I feel amazing. I have more energy, I love the way I look and I can run a decent distance without wheezing my lungs out. To achieve this, I eat so I don’t pass out while exercising. It really is that simple. On the days I don’t exercise (and this may shock some people) I also eat because that’s what you need to do in order to stay alive. The fact that you don’t see me eat doesn’t mean I don’t do it. There are a lot of things I do that you can’t see. For example, I shower every day. You don’t see me do it, yet I do it and nobody has questioned my personal hygiene habits purely on the basis of the lack of visual proof.

What annoys me is the assumption these people make that it is perfectly acceptable to pass a comment on someone’s weight or appearance. Not everyone welcomes it, no matter how positively you mean it. I daresay most people would feel awkward having someone you don’t even know that well making a comment about how you look. I, for one am touchy enough when it’s coming from someone I love. Just don’t say it unless the person you’re talking to has explicitly asked you to comment on their weight. Even then it may be best to avoid commenting altogether. Weight is a touchy subject.

Even if it is “just words”, you are invading my personal space with your comments and opinions. Just like a touch, when unwanted, it is uncomfortable. I work with people, a lot of people. I can meet and chat to hundreds every day. Not one has passed an unwanted comment. It’s the ones who know me superficially who seem most keen to point out there’s less of me than there was a few years ago. Again; I am aware. There has been a few leery ones. The really uncomfortable ones where a man (yes, always a man. I’m only stating a fact, not hating everyone with a penis) decides he needs to inform me that due to my weight loss I am now more or less attractive to him than I was before. Yeah. I really don’t want to know. I really, really don’t need to know that you may spend a moment thinking about me in a way that is in no way related to what I do for a living. I’m not saying I don’t do that about people I meet but at least I have the common sense to keep these thoughts to myself.

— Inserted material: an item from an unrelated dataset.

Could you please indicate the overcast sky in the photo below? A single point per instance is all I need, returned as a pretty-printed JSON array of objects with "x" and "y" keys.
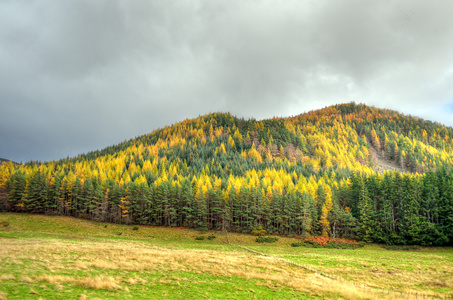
[{"x": 81, "y": 75}]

Now, if you find yourself just itching to pass a comment on someone’s appearance, here’s a few you can try instead:
                “You look great”
                “ I like your top/jeans/shoes/hair/scarf/eyes etc..”
                “What a lovely smile”
                “You look happy”

If talking to someone you’re not all that particularly fond of, add sarcastic tone to the statements above and you’re good to go.